Results, Proof of Concept and Discussion
We present a novel and simple modified end amplification (MEA) technique that can generate reduced and defined amounts of data in form of short complementary oligonucleotide information fragments from a source. The technique is quite similar to multiplex PCR with the exception that complementary ssDNA oligonucleotide fragments are generated. It is based on linear amplification and generates copies of a target sequence, one copy per ssDNA molecule from one cycle. Fig 3 shows the detailed experimental procedure of the MEA technique. It differs from linear PCR techniques as following.
The DNA template (1) requires a well defined end point of the template (2) that can be produced for instance by means of a restriction enzyme (red). Denaturation (3) at 95°C and annealing (4) at 50°C are similar to conventional PCR. Taq polymerase (blue) generates a complementary ssDNA oligonucleotide fragment from a single primer (red) during the extension step (5). The complementary ssDNA oligonucleotide fragment is extended until the end of the source strand (6). Use of a single primer results in linear amplification (7). There are n copies of complementary ssDNA oligonucleotide fragments after n cycles.

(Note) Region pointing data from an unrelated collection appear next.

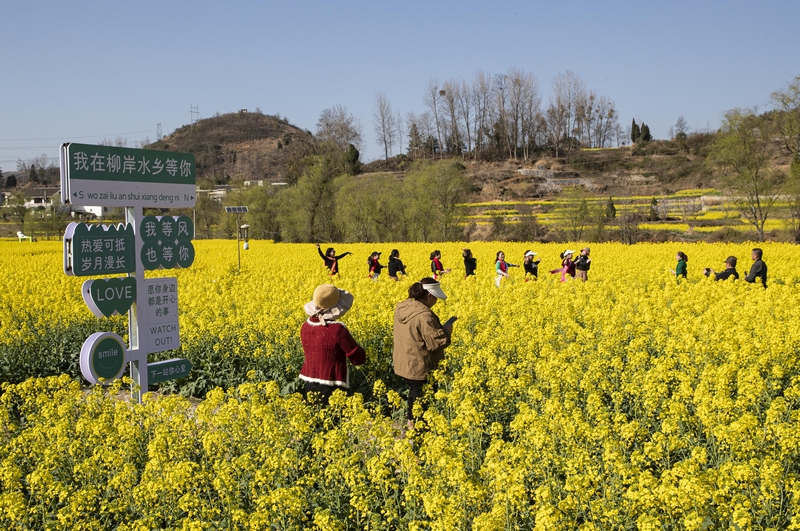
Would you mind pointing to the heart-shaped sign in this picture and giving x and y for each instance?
(109, 296)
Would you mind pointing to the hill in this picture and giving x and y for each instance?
(239, 146)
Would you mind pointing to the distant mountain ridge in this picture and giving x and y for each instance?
(239, 145)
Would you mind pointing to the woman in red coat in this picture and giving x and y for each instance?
(327, 343)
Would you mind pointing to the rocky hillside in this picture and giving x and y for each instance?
(239, 146)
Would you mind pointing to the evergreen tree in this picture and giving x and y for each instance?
(652, 214)
(611, 210)
(645, 133)
(635, 132)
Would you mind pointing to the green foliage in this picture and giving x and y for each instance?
(740, 152)
(652, 213)
(611, 210)
(645, 135)
(308, 210)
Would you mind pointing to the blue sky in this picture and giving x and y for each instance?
(85, 71)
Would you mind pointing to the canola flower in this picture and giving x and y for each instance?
(632, 401)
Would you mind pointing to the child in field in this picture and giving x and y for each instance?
(470, 263)
(501, 267)
(567, 268)
(436, 265)
(395, 265)
(582, 265)
(331, 260)
(531, 267)
(680, 269)
(374, 266)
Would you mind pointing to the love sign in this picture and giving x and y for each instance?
(109, 296)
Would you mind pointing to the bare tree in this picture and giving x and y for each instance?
(383, 120)
(432, 100)
(465, 105)
(450, 94)
(604, 122)
(482, 97)
(339, 126)
(500, 114)
(568, 88)
(400, 130)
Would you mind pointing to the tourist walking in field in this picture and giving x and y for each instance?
(331, 260)
(375, 266)
(436, 265)
(680, 269)
(758, 269)
(327, 344)
(582, 265)
(730, 270)
(396, 265)
(501, 267)
(530, 266)
(419, 337)
(470, 263)
(567, 268)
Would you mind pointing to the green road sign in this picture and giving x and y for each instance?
(167, 242)
(161, 371)
(115, 176)
(91, 250)
(102, 356)
(109, 296)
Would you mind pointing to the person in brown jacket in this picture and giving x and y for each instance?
(419, 337)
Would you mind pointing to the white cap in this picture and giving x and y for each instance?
(435, 289)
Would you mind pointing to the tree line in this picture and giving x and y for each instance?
(503, 116)
(328, 204)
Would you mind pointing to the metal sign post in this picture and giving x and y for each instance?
(133, 179)
(237, 210)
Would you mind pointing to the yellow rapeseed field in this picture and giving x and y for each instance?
(632, 401)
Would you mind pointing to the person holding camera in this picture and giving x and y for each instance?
(758, 269)
(419, 338)
(582, 265)
(730, 270)
(470, 263)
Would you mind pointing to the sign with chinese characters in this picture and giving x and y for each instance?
(161, 371)
(102, 356)
(114, 176)
(161, 308)
(109, 296)
(167, 242)
(99, 249)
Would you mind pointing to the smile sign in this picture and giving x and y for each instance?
(109, 296)
(103, 356)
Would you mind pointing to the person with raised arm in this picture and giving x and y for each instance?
(331, 259)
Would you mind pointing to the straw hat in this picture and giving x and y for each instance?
(328, 303)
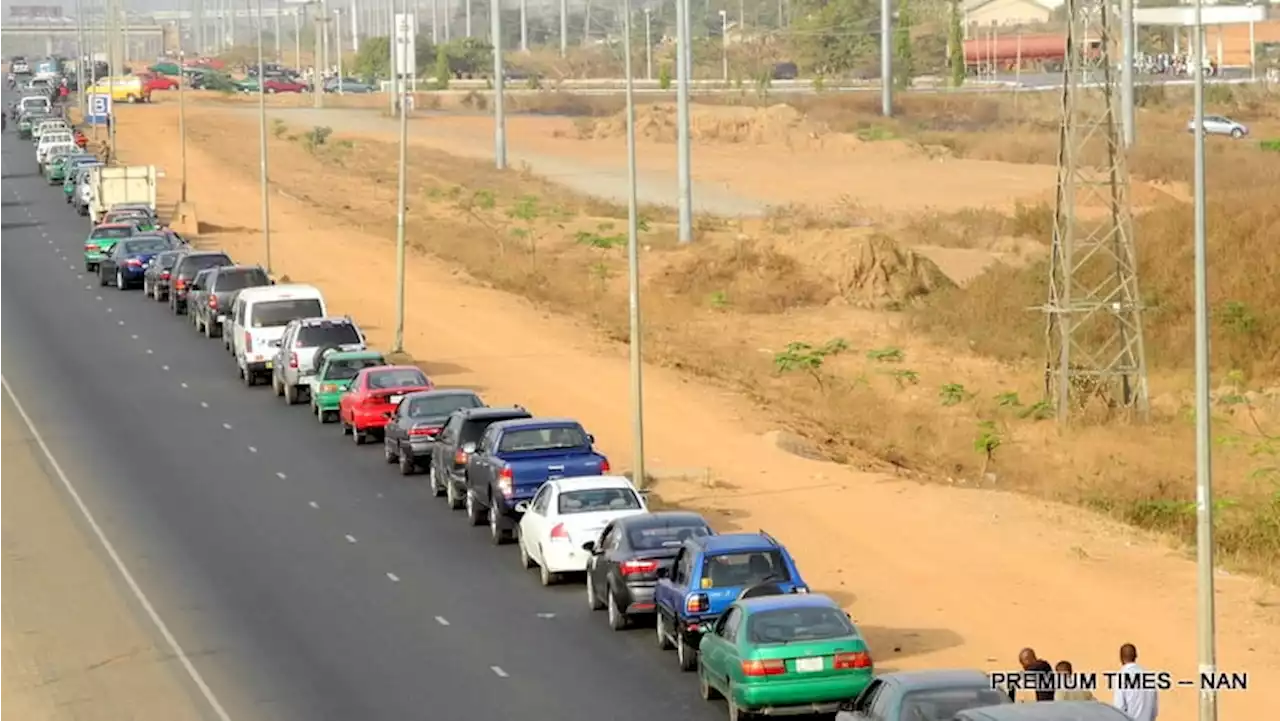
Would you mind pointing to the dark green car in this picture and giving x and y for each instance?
(333, 379)
(784, 653)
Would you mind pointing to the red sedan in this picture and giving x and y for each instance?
(374, 395)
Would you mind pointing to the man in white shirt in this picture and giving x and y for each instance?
(1139, 704)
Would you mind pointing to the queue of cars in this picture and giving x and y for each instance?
(735, 607)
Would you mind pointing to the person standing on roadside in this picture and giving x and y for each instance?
(1137, 703)
(1064, 669)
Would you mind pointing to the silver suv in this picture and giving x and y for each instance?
(302, 348)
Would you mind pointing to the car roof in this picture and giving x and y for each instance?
(759, 603)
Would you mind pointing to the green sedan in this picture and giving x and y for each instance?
(784, 653)
(337, 372)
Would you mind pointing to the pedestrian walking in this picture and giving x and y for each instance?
(1134, 702)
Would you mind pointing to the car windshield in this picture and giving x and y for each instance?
(397, 378)
(99, 233)
(543, 438)
(347, 369)
(597, 500)
(150, 245)
(273, 314)
(327, 334)
(440, 406)
(653, 538)
(799, 624)
(942, 704)
(241, 279)
(746, 567)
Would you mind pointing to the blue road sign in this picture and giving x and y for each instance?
(99, 109)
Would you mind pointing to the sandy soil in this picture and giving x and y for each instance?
(936, 575)
(72, 646)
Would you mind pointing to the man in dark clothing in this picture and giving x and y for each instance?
(1032, 664)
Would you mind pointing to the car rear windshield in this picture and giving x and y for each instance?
(654, 538)
(347, 369)
(328, 334)
(112, 233)
(598, 500)
(241, 279)
(398, 378)
(150, 245)
(273, 314)
(789, 625)
(942, 704)
(748, 567)
(543, 438)
(440, 406)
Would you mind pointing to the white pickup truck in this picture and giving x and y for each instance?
(120, 185)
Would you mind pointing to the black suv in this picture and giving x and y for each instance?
(457, 439)
(218, 292)
(184, 270)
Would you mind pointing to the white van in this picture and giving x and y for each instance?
(257, 322)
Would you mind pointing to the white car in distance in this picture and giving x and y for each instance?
(567, 512)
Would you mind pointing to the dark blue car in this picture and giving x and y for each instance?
(127, 263)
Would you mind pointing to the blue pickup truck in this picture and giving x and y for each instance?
(515, 459)
(711, 573)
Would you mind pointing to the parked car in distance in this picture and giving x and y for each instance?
(223, 284)
(708, 574)
(929, 694)
(374, 393)
(1220, 126)
(414, 428)
(455, 445)
(515, 459)
(566, 515)
(304, 345)
(624, 564)
(333, 379)
(776, 655)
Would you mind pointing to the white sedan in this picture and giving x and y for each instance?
(568, 512)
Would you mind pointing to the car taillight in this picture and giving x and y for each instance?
(632, 567)
(855, 660)
(696, 603)
(767, 667)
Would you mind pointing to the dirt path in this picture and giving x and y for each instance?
(935, 575)
(72, 647)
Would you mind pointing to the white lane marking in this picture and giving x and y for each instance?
(115, 558)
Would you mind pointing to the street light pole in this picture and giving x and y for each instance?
(261, 142)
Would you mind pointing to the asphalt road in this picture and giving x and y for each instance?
(304, 578)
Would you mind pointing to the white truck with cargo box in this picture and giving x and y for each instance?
(110, 186)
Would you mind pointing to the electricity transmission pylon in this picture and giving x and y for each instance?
(1093, 313)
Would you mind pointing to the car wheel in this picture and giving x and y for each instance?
(593, 601)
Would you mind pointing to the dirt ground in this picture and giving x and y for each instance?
(72, 646)
(936, 574)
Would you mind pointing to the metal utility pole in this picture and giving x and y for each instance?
(887, 58)
(684, 170)
(638, 473)
(1093, 311)
(261, 142)
(499, 110)
(1205, 614)
(1128, 44)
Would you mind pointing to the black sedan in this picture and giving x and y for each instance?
(625, 560)
(412, 428)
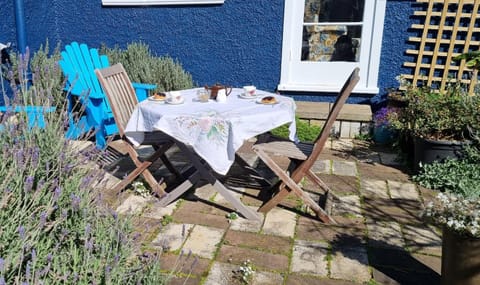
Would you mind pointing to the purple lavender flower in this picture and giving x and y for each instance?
(21, 231)
(381, 117)
(75, 201)
(28, 184)
(43, 219)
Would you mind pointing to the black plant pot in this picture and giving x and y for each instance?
(427, 151)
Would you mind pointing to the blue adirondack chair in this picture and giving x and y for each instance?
(84, 91)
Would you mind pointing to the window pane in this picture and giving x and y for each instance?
(322, 41)
(333, 11)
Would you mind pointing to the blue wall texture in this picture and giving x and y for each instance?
(236, 43)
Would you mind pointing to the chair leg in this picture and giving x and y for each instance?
(290, 185)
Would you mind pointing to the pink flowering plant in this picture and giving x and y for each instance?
(457, 206)
(383, 117)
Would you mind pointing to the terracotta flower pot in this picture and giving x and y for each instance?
(460, 259)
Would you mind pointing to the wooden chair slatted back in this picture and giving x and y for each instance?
(332, 116)
(120, 93)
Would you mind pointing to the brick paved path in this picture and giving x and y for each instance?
(379, 238)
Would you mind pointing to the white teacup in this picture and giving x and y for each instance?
(222, 95)
(175, 96)
(249, 90)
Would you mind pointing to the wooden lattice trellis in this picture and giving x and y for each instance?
(448, 28)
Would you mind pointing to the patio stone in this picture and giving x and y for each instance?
(219, 199)
(221, 274)
(345, 145)
(205, 192)
(274, 244)
(184, 264)
(247, 225)
(155, 211)
(199, 213)
(300, 279)
(348, 205)
(345, 168)
(172, 237)
(423, 239)
(340, 185)
(134, 204)
(389, 158)
(322, 166)
(280, 222)
(403, 190)
(374, 188)
(388, 209)
(310, 257)
(267, 278)
(385, 234)
(260, 259)
(350, 263)
(203, 241)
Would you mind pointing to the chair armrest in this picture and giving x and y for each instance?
(141, 89)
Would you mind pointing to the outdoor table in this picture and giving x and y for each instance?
(210, 133)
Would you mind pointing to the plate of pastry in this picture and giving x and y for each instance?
(158, 97)
(267, 100)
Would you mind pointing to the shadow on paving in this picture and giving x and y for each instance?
(390, 264)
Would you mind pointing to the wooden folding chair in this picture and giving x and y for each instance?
(122, 98)
(302, 157)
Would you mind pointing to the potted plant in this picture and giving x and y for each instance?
(456, 209)
(440, 122)
(383, 132)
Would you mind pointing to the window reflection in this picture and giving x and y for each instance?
(323, 40)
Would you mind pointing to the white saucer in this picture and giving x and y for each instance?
(156, 100)
(169, 101)
(247, 96)
(259, 101)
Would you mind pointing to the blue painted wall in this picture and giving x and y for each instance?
(236, 43)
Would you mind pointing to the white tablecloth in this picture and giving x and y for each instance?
(214, 130)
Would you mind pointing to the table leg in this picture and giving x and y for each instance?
(205, 173)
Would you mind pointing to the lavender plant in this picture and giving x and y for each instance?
(55, 227)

The single primer used in this technique produces complementary ssDNA oligonucleotide fragments, extending from the point of interest until the end of the template. The end of the template needs to be well defined such that there is no scope for further extension. This can be achieved for example with restriction enzymes. The MEA technique results in linearly amplified ssDNA sequences, which have a specific length. By modifying the primer binding region on the DNA template, the length of the linearly amplified sequences can be progressively influenced. Also, multiple primers can be used to simultaneously amplify multiple regions on either of the complementary strands of the DNA template.
Ideally, the reduced and defined amounts of oligonucleotide strands generated with the MEA technique only represent specific information. Their limited and defined length is advantageous to make hybridization highly specific.
As a proof of principle we show that the MEA technique can be used to successfully read, amplify and retrieve small amounts of information, even if increased amounts of competitive DNA are added to the sample. For this purpose, we produce a complex DNA mixture according to the steps in Fig 4. Through this experimental approach, the complexity of the model system can be controlled. PCR amplification and bacterial transformation result in a complex DNA mixture with specific information and redundant information. We used pJet 1.2 plasmid for cloning, which possesses high signal to noise ratio and high cloning accuracy. However the specific ssDNA target fragments (40 nt) constitute less than one percent of the cloning vector. During bacterial transformation, this cloning vector is amplified simultaneously resulting in a complex DNA mixture where the signal is hidden. The agarose gel analysis of complex DNA mixture is presented in S1 Appendix.
Specific information of interest (orange) sandwiched by redundant information (green) is gradually clouded by vector DNA (turquoise) and cellular DNA (blue). Vector DNA and cellular DNA represent potential noise sources of increasing complexity.
Fig 5 shows how our M.E.A. technique is applied to successfully retrieve specific information from a complex DNA mixture.
Oligonucleotide sequences are extracted with the MEA technique and purified using standard nucleic acid purification and extraction procedures. They are immobilized on a southern blot membrane by hybridizing to complementary oligonucleotide sequences with a marker. The presence of small fragments of defined length from MEA technique results in highly specific hybridization, and noise is minimized.
We verify the product of the M.E.A. technique to check for the presence of the specific information. For this purpose, the product of M.E.A. technique is extracted and purified through nucleic acid isolation and purification techniques including Biotin-Streptavidin magnetic beads procedure. The PAA-UREA gel analysis of unpurified and purified 40 nt specific strands is shown in more detail in S2 Appendix. The fidelity of the specific information is investigated with a membrane/surface based hybridization technique (Southern blotting).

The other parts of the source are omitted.